160 posts in 1034 days


#8 posted 07-05-2015 02:27 PM

Scrapwood – the Ridgid oscillating spindle sander I have the table tilts. I wish I would have made that recess a bit smaller. I wrapped some sandpaper around a wood dowel to finish that recess.

-- Rick --------The measure of who we are is what we do with what we have.

View Gixxerjoe04's profile

Gixxerjoe04

835 posts in 1038 days


#9 posted 07-05-2015 07:16 PM

Very nice box, really like the contrasting top. Been meaning to make another box, what sucks is having 1” rough stock, my bandsaw isn’t much on resawing so if I want thin walls I’ll have to plane it down that far which is kind of wasteful.

View Boxguy's profile

Boxguy

2170 posts in 1729 days


#10 posted 07-05-2015 09:11 PM

Rick, I usually buy my hinges from Rockler. They are continuous hinges that are 3 or four feet long and have an elongated hole which I hate and try to cut out. The advantage to Rockler hinges is that they are 1 1/16 wide and of consistent quality. The local stores keep changing their suppliers. Hinges from China often have more play in the parts. The best hinges seem to come from Canada. As the blog will show, I cut these hinges down to the length I need for each box. There are several steps (also in this blog) to make them usable. This is how to miter them into a box. It is my solution to making boxes economically since really nice hinges like those from Brasso cost more than I can pay and still make money selling my boxes. I design my boxes so that i don’t need any other hardware.

-- Big Al in IN

View rockmolsen's profile

rockmolsen

160 posts in 1034 days


#11 posted 07-05-2015 09:32 PM

Gixxeerjoe04 – I have a thin kerf blade on my table saw and I re-saw on that, a little more material is wasted but it actually comes out pretty nice. You keep flipping the board 180 degrees and raising the blade a little at a time. Then I run it thought the surface planer or my drum sander. You of course are limited to the width of the board you can do this with.

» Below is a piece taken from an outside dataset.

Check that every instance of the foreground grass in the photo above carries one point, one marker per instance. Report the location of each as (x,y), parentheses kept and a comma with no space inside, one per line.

-- Rick --------The measure of who we are is what we do with what we have.

View rockmolsen's profile

rockmolsen

160 posts in 1034 days


#12 posted 07-05-2015 09:32 PM

Thank you Al !!

-- Rick --------The measure of who we are is what we do with what we have.

View SteveGaskins's profile

SteveGaskins

646 posts in 2048 days


#13 posted 07-08-2015 01:27 AM

Rick, absolutely wonderful box. The 45 degree cuts can be difficult. I struggled with them too until I made a shooting board with a 45 degree donkey ear. It works great, and the 45 degree miters are spot on, every time. Thanks for posting this beautiful box.

-- Steve, South Carolina, http://www.finewoodworkingofsc.com

View rockmolsen's profile

rockmolsen

160 posts in 1034 days


#14 posted 07-08-2015 05:36 PM

Steve, thanks for the tip. Do you have a picture of that shooting board and how do you maintain identical lengths for you sides with that?

-- Rick --------The measure of who we are is what we do with what we have.